A menina de 13 anos que foi impedida de fazer um aborto conseguiu no Superior Tribunal de Justiça (STJ) a autorização para interromper a gravidez.
O advogado da mãe da adolescente contou que ela está “aliviada” que a filha poderá fazer o procedimento. Já o pai da menina havia entrado com um pedido judicial para proibir a autorização do aborto legalizado e teve a solicitação acolhida pela Justiça de Goiás.
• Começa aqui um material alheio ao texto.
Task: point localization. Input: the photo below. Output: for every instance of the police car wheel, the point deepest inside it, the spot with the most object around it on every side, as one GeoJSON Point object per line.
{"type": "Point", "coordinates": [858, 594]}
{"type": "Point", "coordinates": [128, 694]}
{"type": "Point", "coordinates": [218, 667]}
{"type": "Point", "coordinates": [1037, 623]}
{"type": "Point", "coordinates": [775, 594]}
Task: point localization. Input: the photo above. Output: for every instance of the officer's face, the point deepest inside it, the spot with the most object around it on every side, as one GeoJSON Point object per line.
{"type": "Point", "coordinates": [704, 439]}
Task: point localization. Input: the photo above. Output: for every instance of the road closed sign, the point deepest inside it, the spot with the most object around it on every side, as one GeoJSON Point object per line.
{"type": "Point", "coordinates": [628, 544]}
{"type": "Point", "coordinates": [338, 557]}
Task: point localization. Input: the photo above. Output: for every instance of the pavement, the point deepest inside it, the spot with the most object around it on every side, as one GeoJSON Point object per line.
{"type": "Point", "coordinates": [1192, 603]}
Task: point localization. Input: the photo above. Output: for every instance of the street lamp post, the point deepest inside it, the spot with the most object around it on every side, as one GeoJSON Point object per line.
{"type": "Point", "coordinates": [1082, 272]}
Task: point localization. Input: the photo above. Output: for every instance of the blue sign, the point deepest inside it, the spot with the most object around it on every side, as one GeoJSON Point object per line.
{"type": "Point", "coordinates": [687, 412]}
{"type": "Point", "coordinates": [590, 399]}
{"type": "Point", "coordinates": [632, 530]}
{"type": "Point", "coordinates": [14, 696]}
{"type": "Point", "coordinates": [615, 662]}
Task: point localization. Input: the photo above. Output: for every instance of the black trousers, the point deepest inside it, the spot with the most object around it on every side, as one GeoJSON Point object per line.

A ministra Maria Thereza de Assis Moura, presidente do Superior Tribunal de Justiça (STJ), autorizou na quinta-feira (25), a menina a interromper a gravidez. A decisão afirma que a intervenção do STJ foi necessária para “fazer cessar o constrangimento ilegal a que se encontra submetida a vítima”.
A decisão também aponta que o caso demonstra “extrema vulnerabilidade por parte da adolescente vitimizada não apenas pela violência sexual perpetrada pelo seu agressor, mas também pela violência psicológica exercida pelo pai e por seus representantes e pela violência institucional decorrente da demora na realização de procedimento de interrupção de gestação que vem sendo buscado há 2 (dois) meses”.
Segundo relatos feitos ao Conselho Tutelar, a menina estaria se “relacionando” com o homem de 24 anos e ocorreram quatro encontros no mês de janeiro. O artigo 217 do Código Penal diz que “aquele que tiver qualquer tipo de relacionamento amoroso com alguém que não tenha completado 14 anos, está sujeito a ser responsabilizado pelo crime de estupro”.
O Conselho Tutelar notificou o pai da menina, orientando-o a registrar o caso na polícia. O pai teria dito que não tinha interesse em registrar o caso e explicou ao Conselho Tutelar que fez um acordo com o suspeito para que ele “assumisse toda a responsabilidade acerca do bebê”.
O Conselho Tutelar encaminhou a menina ao programa Meninas de Luz, da Organização dos Voluntários de Goiás (OVG), para que ela pudesse participar do atendimento de apoio socioassistencial a gestantes em situação de vulnerabilidade social.
Também foi solicitada a matrícula dela em uma escola, uma vez que ela não estava matriculada. O pai da menina foi advertido para ser responsável por garantir que a adolescente frequentasse as aulas e realizasse o pré-natal.
A adolescente relatou ao Conselho Tutelar que decidiu interromper a gestação no final de abril e que, desde então, tentava convencer o pai a concordar com sua decisão, mas eles não conseguiam chegar a um acordo.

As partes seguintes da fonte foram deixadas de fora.